Wolni od zachłanności

Sobota, X Tydzień Zwykły, rok II, Mt 10,7-13

Nie bierzcie na drogę torby ani dwóch sukien, ani sandałów, ani laski! Wart jest bowiem robotnik swej strawy. A gdy przyjdziecie do jakiegoś miasta albo wsi, wywiedzcie się, kto tam jest godny, i u niego zatrzymajcie się, dopóki nie wyjdziecie. Wchodząc do domu, przywitajcie go pozdrowieniem. Jeśli dom na to zasługuje, niech zstąpi na niego pokój wasz; jeśli zaś nie zasługuje, niech pokój wasz powróci do was!

 

W dzisiejszym świecie nie jest łatwo pozostać wiernym ewangelicznej zasadzie jednej torby, jednej sukni i jednej pary sandałów. Jesteśmy otoczeni wszechobecną reklamą i raz po raz pojawiającymi się promocjami. Czasem nie obejrzymy się nawet i już mamy w koszyku rzecz, która po rozpakowaniu w domu, okazuje się nam zupełnie niepotrzebna. Dziwimy się sami sobie, że ją kupiliśmy.
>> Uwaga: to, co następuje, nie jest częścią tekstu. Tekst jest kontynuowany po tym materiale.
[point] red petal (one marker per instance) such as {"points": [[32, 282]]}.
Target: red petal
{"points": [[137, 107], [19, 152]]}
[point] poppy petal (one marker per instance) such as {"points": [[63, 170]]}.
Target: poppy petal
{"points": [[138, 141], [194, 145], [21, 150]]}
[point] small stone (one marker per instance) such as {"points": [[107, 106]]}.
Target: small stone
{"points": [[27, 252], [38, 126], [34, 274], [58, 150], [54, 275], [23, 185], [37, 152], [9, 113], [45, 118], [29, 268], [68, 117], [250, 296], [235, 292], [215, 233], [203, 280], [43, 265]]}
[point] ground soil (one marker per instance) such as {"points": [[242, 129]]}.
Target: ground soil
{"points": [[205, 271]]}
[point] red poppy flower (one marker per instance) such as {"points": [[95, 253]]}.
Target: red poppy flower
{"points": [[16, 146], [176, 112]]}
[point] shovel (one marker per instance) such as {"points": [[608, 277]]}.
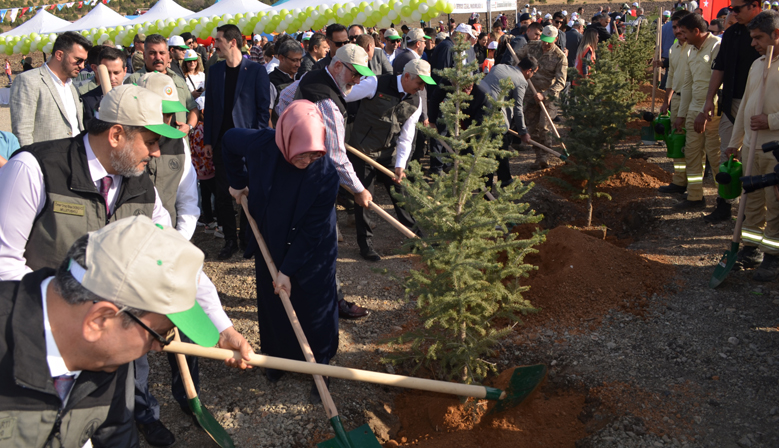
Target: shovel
{"points": [[523, 381], [203, 416], [729, 258], [358, 438]]}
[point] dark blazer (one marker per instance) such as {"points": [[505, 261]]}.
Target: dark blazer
{"points": [[313, 220], [251, 109]]}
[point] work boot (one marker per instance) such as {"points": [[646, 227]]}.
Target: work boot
{"points": [[156, 434], [768, 269], [672, 189], [749, 257], [721, 213], [688, 205], [367, 251]]}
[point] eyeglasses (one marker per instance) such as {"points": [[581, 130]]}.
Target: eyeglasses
{"points": [[310, 156], [159, 338]]}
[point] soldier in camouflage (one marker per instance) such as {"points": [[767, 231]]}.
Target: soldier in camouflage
{"points": [[549, 81]]}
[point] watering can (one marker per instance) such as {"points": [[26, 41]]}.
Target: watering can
{"points": [[729, 179]]}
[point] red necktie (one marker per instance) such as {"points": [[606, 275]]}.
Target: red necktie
{"points": [[105, 185]]}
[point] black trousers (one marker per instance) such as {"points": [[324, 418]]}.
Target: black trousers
{"points": [[225, 213], [368, 175]]}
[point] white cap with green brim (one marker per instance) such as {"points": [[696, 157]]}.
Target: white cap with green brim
{"points": [[131, 105], [135, 263], [420, 68], [163, 86], [356, 56]]}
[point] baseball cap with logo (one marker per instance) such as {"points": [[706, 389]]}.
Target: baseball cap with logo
{"points": [[177, 41], [356, 56], [392, 34], [163, 86], [549, 34], [420, 68], [136, 263], [131, 105], [415, 35]]}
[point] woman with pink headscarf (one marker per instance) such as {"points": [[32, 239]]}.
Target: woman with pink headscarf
{"points": [[291, 187]]}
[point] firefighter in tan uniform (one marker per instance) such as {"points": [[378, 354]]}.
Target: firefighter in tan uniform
{"points": [[549, 81]]}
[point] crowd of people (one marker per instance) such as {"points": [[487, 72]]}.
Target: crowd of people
{"points": [[103, 190]]}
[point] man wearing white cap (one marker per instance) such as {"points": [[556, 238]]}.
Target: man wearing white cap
{"points": [[91, 181], [71, 335], [549, 81], [390, 107]]}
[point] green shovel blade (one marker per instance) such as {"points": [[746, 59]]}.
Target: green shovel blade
{"points": [[361, 437], [724, 266], [210, 425], [523, 382]]}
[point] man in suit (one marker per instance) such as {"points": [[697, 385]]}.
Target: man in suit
{"points": [[44, 103], [238, 96]]}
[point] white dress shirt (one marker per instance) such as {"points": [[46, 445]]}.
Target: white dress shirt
{"points": [[23, 199], [367, 89], [66, 96]]}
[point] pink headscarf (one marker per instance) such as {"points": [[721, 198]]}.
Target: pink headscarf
{"points": [[300, 129]]}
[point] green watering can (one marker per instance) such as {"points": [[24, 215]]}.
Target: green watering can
{"points": [[729, 180]]}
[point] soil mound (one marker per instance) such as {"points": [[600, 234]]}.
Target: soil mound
{"points": [[580, 278], [546, 418]]}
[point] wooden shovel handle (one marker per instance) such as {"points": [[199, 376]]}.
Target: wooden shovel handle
{"points": [[105, 80], [345, 373], [186, 377], [386, 216], [370, 161], [769, 53], [327, 400]]}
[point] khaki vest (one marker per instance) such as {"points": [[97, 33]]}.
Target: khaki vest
{"points": [[380, 119], [73, 206], [166, 171]]}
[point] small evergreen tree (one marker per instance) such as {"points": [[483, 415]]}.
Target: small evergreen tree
{"points": [[472, 262], [597, 110]]}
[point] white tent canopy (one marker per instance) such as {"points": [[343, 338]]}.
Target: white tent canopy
{"points": [[163, 9], [230, 7], [101, 15], [42, 23]]}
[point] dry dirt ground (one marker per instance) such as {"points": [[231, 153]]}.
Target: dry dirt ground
{"points": [[668, 362]]}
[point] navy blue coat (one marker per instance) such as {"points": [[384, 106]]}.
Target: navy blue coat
{"points": [[251, 109], [295, 212]]}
Dzisiejsze słowa skierowane są tak do apostołów, jak i do każdego z nas. Nieprzywiązywanie się do spraw materialnych ma prowadzić do duchowej wolności i całkowitej dyspozycyjności wobec Pana. Gdy towarzyszyć temu będzie prawdziwa wiara, wówczas dokonywać się będą uzdrowienia chorych, wskrzeszenia umarłych i uwolnienia od złych duchów.

Zachęta Jezusa do niehołdowaniu rzeczom materialnym ma nas obronić przez zachłannością. Szybkie zdobywanie złota, srebra i miedzi, sprawia, że ów biblijny „trzos” staje się naszym bogiem, który krok po kroku będzie nas pochłaniać i zniewalać. Może warto czytając dzisiejszą Ewangelię, stanąć wobec samego siebie w prawdzie i w chwili refleksji zapytać się, czy aby szafa, którą mam w pokoju, nie zapełniła się już nadmiernie tym, co niepotrzebne.